Try changing n to see how the pieces build up.

drawLine(innerCircleIndex, outerCircleIndex, 1); // This is what you did

drawLine(innerCircleIndex, outerCircleIndex, 100); // 100 lines in the example

drawLine(innerCircleIndex, outerCircleIndex, n); // Choose n to see how it grows

Answer 2

One option is to use elliptical arcs. This doesn't look too awesome, but satisfies the constraints, and I think it can be improved by careful choice of the circle radius (here I used a fixed one).

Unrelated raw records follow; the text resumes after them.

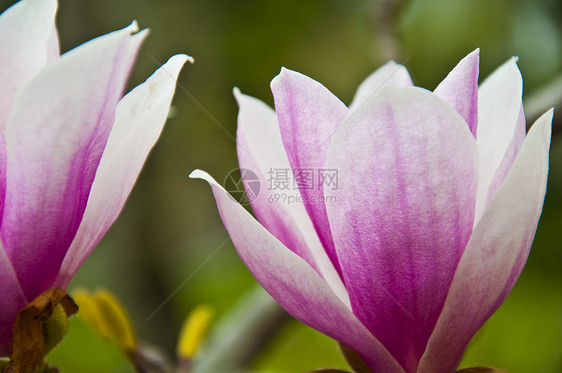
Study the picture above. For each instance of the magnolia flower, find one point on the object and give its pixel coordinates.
(437, 201)
(71, 147)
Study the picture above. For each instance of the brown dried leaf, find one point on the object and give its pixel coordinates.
(30, 339)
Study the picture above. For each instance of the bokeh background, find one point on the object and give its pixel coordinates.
(168, 252)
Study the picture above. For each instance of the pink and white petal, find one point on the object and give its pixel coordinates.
(309, 115)
(509, 157)
(390, 74)
(460, 89)
(402, 212)
(294, 284)
(261, 150)
(3, 163)
(495, 254)
(499, 106)
(54, 140)
(13, 300)
(26, 30)
(139, 120)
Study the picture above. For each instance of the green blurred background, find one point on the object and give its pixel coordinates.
(169, 252)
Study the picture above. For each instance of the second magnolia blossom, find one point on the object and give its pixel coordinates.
(71, 150)
(437, 203)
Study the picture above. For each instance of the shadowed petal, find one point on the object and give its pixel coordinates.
(27, 42)
(390, 74)
(294, 284)
(139, 119)
(308, 117)
(403, 214)
(499, 108)
(460, 89)
(13, 300)
(54, 139)
(495, 254)
(261, 150)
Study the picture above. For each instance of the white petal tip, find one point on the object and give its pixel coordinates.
(200, 174)
(133, 27)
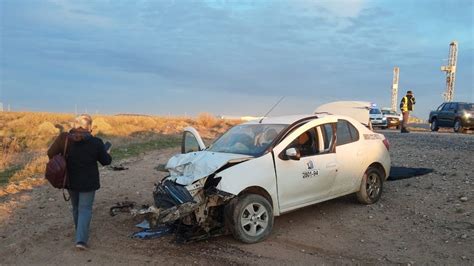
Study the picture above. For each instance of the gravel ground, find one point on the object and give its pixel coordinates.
(419, 220)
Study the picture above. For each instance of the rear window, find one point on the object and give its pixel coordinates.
(346, 132)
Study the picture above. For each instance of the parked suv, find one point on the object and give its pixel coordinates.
(458, 115)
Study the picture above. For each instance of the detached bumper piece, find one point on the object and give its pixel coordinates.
(191, 218)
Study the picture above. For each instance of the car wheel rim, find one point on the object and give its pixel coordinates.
(373, 185)
(254, 219)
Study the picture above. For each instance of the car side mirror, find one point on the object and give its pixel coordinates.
(293, 154)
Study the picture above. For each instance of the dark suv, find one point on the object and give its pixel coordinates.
(458, 115)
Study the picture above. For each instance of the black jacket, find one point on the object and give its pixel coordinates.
(83, 153)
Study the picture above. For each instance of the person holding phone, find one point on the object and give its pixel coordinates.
(83, 153)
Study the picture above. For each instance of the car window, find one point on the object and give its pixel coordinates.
(441, 107)
(354, 132)
(248, 139)
(346, 132)
(307, 143)
(327, 137)
(343, 133)
(375, 111)
(190, 143)
(446, 107)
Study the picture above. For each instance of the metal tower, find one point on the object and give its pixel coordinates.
(450, 70)
(396, 72)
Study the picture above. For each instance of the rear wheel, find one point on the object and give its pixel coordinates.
(371, 186)
(434, 125)
(458, 128)
(251, 218)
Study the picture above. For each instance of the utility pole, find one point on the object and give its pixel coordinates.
(396, 73)
(450, 70)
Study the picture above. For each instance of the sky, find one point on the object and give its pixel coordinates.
(165, 57)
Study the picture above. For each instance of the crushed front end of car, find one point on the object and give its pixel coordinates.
(196, 208)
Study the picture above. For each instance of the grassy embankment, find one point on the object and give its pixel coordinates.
(25, 137)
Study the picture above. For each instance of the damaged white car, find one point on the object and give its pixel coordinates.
(262, 169)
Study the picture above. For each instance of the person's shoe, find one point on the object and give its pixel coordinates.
(81, 246)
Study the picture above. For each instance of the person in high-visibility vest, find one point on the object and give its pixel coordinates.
(406, 106)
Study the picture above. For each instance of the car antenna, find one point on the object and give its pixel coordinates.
(271, 109)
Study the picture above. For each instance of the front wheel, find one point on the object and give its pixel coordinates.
(251, 218)
(371, 186)
(434, 125)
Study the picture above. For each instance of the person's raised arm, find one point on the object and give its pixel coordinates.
(104, 156)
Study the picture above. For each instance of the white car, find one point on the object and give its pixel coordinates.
(393, 118)
(261, 169)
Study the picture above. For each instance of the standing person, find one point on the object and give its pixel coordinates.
(407, 105)
(83, 153)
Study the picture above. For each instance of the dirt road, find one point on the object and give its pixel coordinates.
(424, 219)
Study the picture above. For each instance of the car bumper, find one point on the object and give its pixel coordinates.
(379, 123)
(468, 122)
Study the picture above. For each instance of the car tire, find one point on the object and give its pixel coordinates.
(371, 186)
(250, 218)
(434, 125)
(458, 128)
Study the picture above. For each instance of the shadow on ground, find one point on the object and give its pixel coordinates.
(398, 172)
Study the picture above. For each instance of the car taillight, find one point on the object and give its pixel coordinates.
(387, 144)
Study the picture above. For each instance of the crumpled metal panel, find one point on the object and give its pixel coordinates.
(187, 168)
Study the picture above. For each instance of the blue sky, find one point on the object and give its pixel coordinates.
(228, 57)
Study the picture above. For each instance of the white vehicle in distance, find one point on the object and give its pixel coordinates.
(265, 168)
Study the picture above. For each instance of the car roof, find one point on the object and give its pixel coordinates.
(286, 120)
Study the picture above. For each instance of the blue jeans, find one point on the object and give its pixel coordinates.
(82, 213)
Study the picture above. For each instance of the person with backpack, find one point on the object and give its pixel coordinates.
(407, 105)
(82, 152)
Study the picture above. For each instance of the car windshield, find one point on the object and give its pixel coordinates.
(467, 106)
(375, 111)
(248, 139)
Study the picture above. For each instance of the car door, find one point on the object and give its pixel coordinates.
(351, 155)
(309, 179)
(191, 141)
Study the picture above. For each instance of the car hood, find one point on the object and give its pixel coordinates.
(186, 168)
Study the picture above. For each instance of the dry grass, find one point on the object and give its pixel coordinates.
(25, 136)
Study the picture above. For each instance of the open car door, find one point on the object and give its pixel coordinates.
(192, 141)
(355, 109)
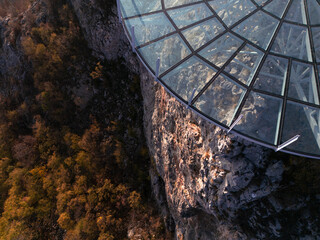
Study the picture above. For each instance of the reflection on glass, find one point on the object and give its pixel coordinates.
(314, 11)
(277, 7)
(258, 28)
(191, 74)
(297, 12)
(316, 42)
(293, 41)
(200, 34)
(170, 51)
(149, 27)
(231, 11)
(221, 100)
(260, 117)
(272, 75)
(221, 49)
(136, 7)
(302, 83)
(187, 15)
(302, 120)
(174, 3)
(244, 65)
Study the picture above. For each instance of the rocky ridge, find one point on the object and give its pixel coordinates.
(216, 186)
(209, 185)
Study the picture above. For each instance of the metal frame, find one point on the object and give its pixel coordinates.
(249, 88)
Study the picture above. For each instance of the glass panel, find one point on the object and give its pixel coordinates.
(259, 28)
(149, 27)
(277, 7)
(174, 3)
(272, 75)
(221, 100)
(191, 74)
(222, 49)
(200, 34)
(302, 83)
(297, 12)
(170, 51)
(260, 117)
(188, 15)
(136, 7)
(244, 65)
(302, 120)
(316, 42)
(231, 11)
(314, 11)
(291, 41)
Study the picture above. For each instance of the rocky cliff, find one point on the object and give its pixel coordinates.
(211, 185)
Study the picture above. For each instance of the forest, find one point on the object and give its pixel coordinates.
(70, 167)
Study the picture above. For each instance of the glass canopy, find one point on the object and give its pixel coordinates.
(254, 63)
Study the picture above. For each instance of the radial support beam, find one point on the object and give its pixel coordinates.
(191, 97)
(287, 143)
(133, 40)
(157, 70)
(235, 123)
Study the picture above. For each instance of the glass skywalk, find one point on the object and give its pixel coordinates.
(258, 60)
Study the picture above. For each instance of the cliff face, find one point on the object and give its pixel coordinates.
(215, 186)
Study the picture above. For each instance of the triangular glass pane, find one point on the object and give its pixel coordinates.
(137, 7)
(175, 3)
(222, 49)
(297, 12)
(231, 11)
(187, 15)
(259, 28)
(149, 27)
(244, 65)
(314, 11)
(260, 116)
(221, 100)
(202, 33)
(277, 7)
(292, 40)
(272, 75)
(316, 42)
(170, 50)
(302, 85)
(189, 75)
(261, 2)
(303, 120)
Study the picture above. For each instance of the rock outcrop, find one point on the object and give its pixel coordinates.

var angleDiff = MathHelpers.getAngleInCircle(innerCircleIndex, numberOfDotsInInnerCircle) - MathHelpers.getAngleInCircle(outerCircleIndex, numberOfDotsInOuterCircle);
while (angleDiff > Math.PI) {
    angleDiff -= 2 * Math.PI;
}
while (angleDiff < -Math.PI) {
    angleDiff += 2 * Math.PI;
}

from = addOffsetAndRound(from);
to = addOffsetAndRound(to);
r = (0.5 * innerCircleRadius + 0.5 * outerCircleRadius);

var pathStr = "";
pathStr += "M" + [from.x, from.y].join(' '); // MOVE to
pathStr += "A" + [r, r, 0, 0, angleDiff >= 0 ? 1 : 0, to.x, to.y].join(' '); // Draw line to
var path = paper.path(pathStr);

PS Of course, one should keep in mind that the real spiral isn't an elliptical arc.

Answer 3

If you really did want to avoid teh fancy maths, you could approximate a spiral using a series of simple line segments given no information other than the coordinates of the two points being connected and either their respective angles relative to the origin or the origin's coordinates (obviously one can be inferred from the other). Given (ix,iy,i_angle) describing the coordinates and relative angle of the interior point and (ox,oy,o_angle) describing the coordinates and relative angle of the exterior point,

        var generatePath = function( ix, iy, i_angle, ox, oy, o_angle )
        {
            var path = [ "M", ox, oy ];
            var slices = 100;

            var cur_angle = o_angle;
            var cur_r = cr_outer;
            var delta_r = ( cr_inner - cr_outer ) / slices;
            var delta_angle = ( i_angle - o_angle );
            if ( delta_angle > Math.PI )
                delta_angle -= Math.PI * 2;
            else if ( delta_angle < Math.PI * -1 )
                delta_angle += Math.PI * 2;
            delta_angle = delta_angle / slices;

            for ( var i = 0; i < slices; i++ )
            {
                cur_angle += delta_angle;
                cur_r += delta_r;
                path.push( "L", cx + Math.cos( cur_angle ) * cur_r, cy + Math.sin( cur_angle ) * cur_r );
            }
            return path;
        }

The logic is stupid-simple, looks good even at high resolutions, and is possibly more performant than a "genuine" arc segment or series of quadratic bezier curve. The number of slices per segment could probably be tuned based on length and size to balance performance against aesthetics.

I have this function (with control point calculations) staged here .

Answer 4

Trying an approach without fancy maths:

• find the outter dot and the inner dot that are halfway between the dots to connect.
• find the middle of the segment formed by these halfway dots.

Draw your curve passing by this point.